# SoC Energy Savings = Reduce+Reuse+Recycle: A Case Study Using a 660MHz DC-DC Converter with Integrated Output Filter

Guy Lemieux, Mehdi Alimadadi, Samad Sheikhaei, Patrick Palmer, and Shahriar Mirabbasi

Dept. of ECE, University of British Columbia, 2332 Main Mall, Vancouver, BC, Canada { lemieux, mehdia, samad, prp, shahriar } @ ece.ubc.ca

Abstract – This paper advocates 'reduce, reuse, recycle' as a complete energy savings strategy. While reduction has been common to date, there is growing need to emphasize reuse and recycling as well. We design a DC-DC buck converter to demonstrate the 3 techniques: reduce with low-swing and zero voltage switching (ZVS), reuse with supply stacking, and recycle with regulated delivery of excess energy to the output load. The efficiency gained from these 3 techniques helps offset the loss of operating drivers at very high switching frequencies which are needed to move the output filter completely on-chip. A prototype was fabricated in 0.18 $\mu$ m CMOS, operates at 660MHz, and converts 2.2V to 0.75-1.0V at ~50mA.<sup>1</sup>

## I. INTRODUCTION

Energy savings during circuit design should follow the advice given by environmentalists: *reduce*, *reuse*, and *recycle*. Energy *reduction* is already at the forefront of most designer's thoughts: lower the energy needed for each basic operation or component to reduce overall total energy. However, energy *reuse* and *recycling* techniques should also be considered wherever possible to help lower the energy required to operate the overall system. In this paper, we will use all 3 of these techniques in the DC-DC buck converter shown in Fig. 1.

Energy *reduction* is the common practice of finding ways to use less energy to perform an operation. In this paper, we reduce energy in the front-end drive chain of the buck converter by using half-rail instead of full-rail voltage swings. Typically, reduction follows a greedy approach. However, it may be necessary to *increase* energy use in one area to reduce energy by a greater amount in another area.

Energy *reuse* is the practice of redeploying energy in small local regions in an unregulated fashion. An LC tank resonator is a good example of local energy reuse – by exchanging energy between the capacitor and inductor, the resonator efficiency is kept high and the amount of new energy needed to operate is kept low.

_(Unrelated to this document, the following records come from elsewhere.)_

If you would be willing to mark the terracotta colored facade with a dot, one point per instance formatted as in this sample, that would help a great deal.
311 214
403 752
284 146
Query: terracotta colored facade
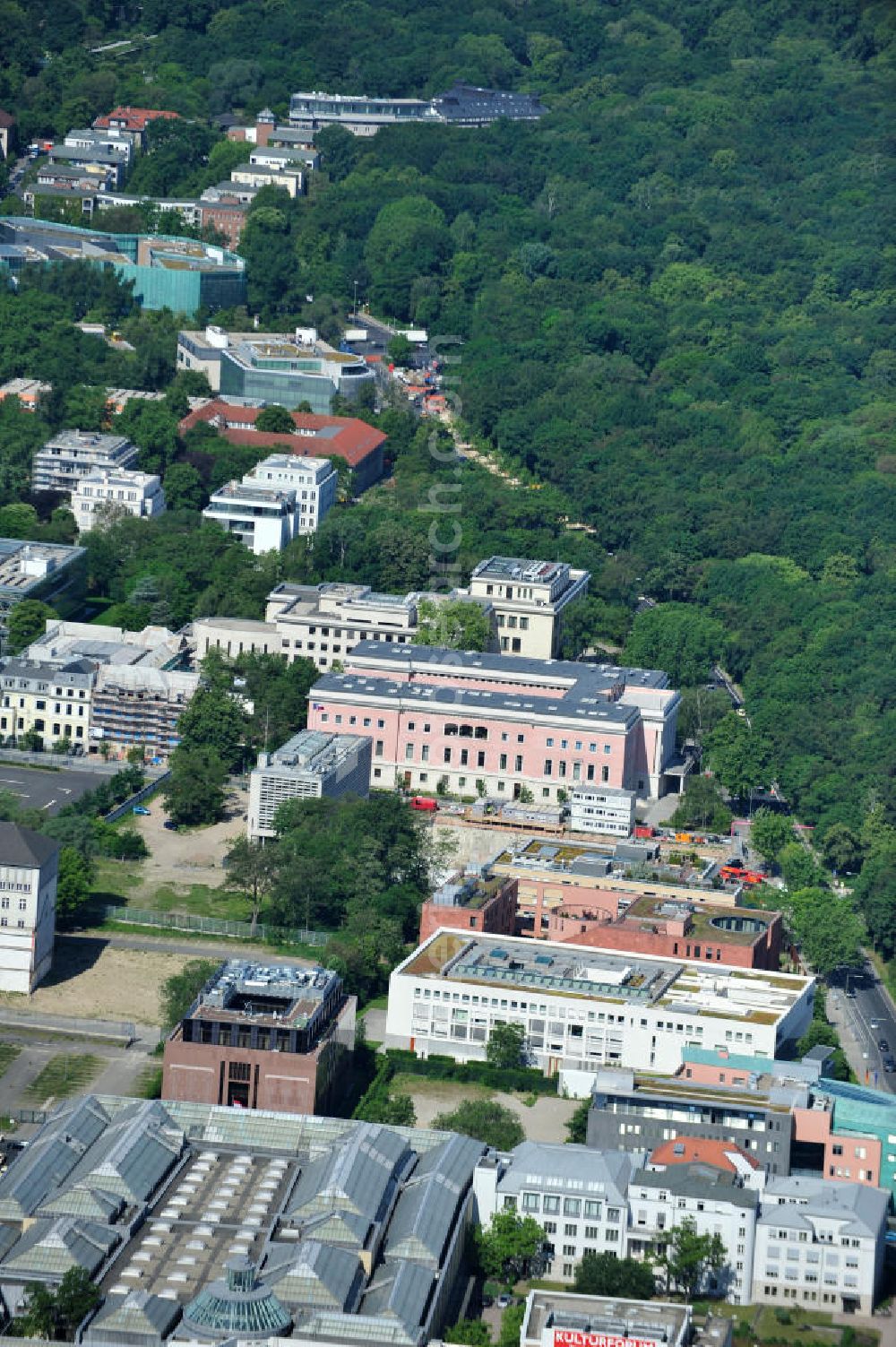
259 1078
740 939
495 913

Another type of reuse is charge sharing, sometimes called charge recycling, charge recovery, or even energy recycling. For example, temporarily shorting all wires of a full-swing bus between accesses reuses energy by precharging all nodes to  $V_{dd}/2$  (on average), saving the bus drivers some energy on the next cycle. Reuse is a localized effect that requires careful planning of the interface between the provider and receptor of the energy. In this paper, we reuse charge (and therefore energy) by supply-stacking separate front-end drive chains for the output transistors.

978-1-4244-1643-1/08/\$25 © 2008 IEEE

We define *energy recycling* as taking under-utilized energy in one part and redeploying it to other parts of the system as a *regulated current or voltage supply*. This redeployment takes a low-quality source with some residual potential energy and uses it to construct a high-quality, reliable energy source. This simplifies interface design between energy provider and receptor. Since fully integrated on-chip regulators are usually inefficient, there is little prior work in this area. In this paper, we recycle energy by taking surplus charge available from PMOS drivers and sending it to the load as a regulated supply.

Care should be taken when employing the terms energy reuse and energy recycling. Energy cannot be reused in perpetuity. Energy is consumed as it eventually turns into heat. However, CMOS logic only requires a small portion of the energy it uses to perform an operation, and it throws away the excess. For example, clock distribution charges and discharges a large clock network capacitance every cycle. However, every discharge phase wastes the energy that was stored in this capacitor. We have shown this energy can be recycled [1][2].

We'll employ the *reduce, reuse, recycle* design technique to make practical the high-frequency operation of a DC-DC buck converter. The only way a DC-DC buck converter can fit on-chip is to reduce the inductor and capacitor values. We do this by operating at 660MHz instead of the more typical 10s of MHz. Normally, such a high frequency is avoided due to high switching losses in the drivers. With recycling, it is tolerable.

Bringing DC-DC converters on-chip is an essential part of *energy recycling*. They can take under-utilized energy stored in one part of a system and redeploy it to other parts. In [1], we used recycling to recover 50% of the energy lost in the clock tree of a high-performance microprocessor. Here, we employ reduce+reuse+recycle to lower energy consumption of the DC-DC converter front-end drivers.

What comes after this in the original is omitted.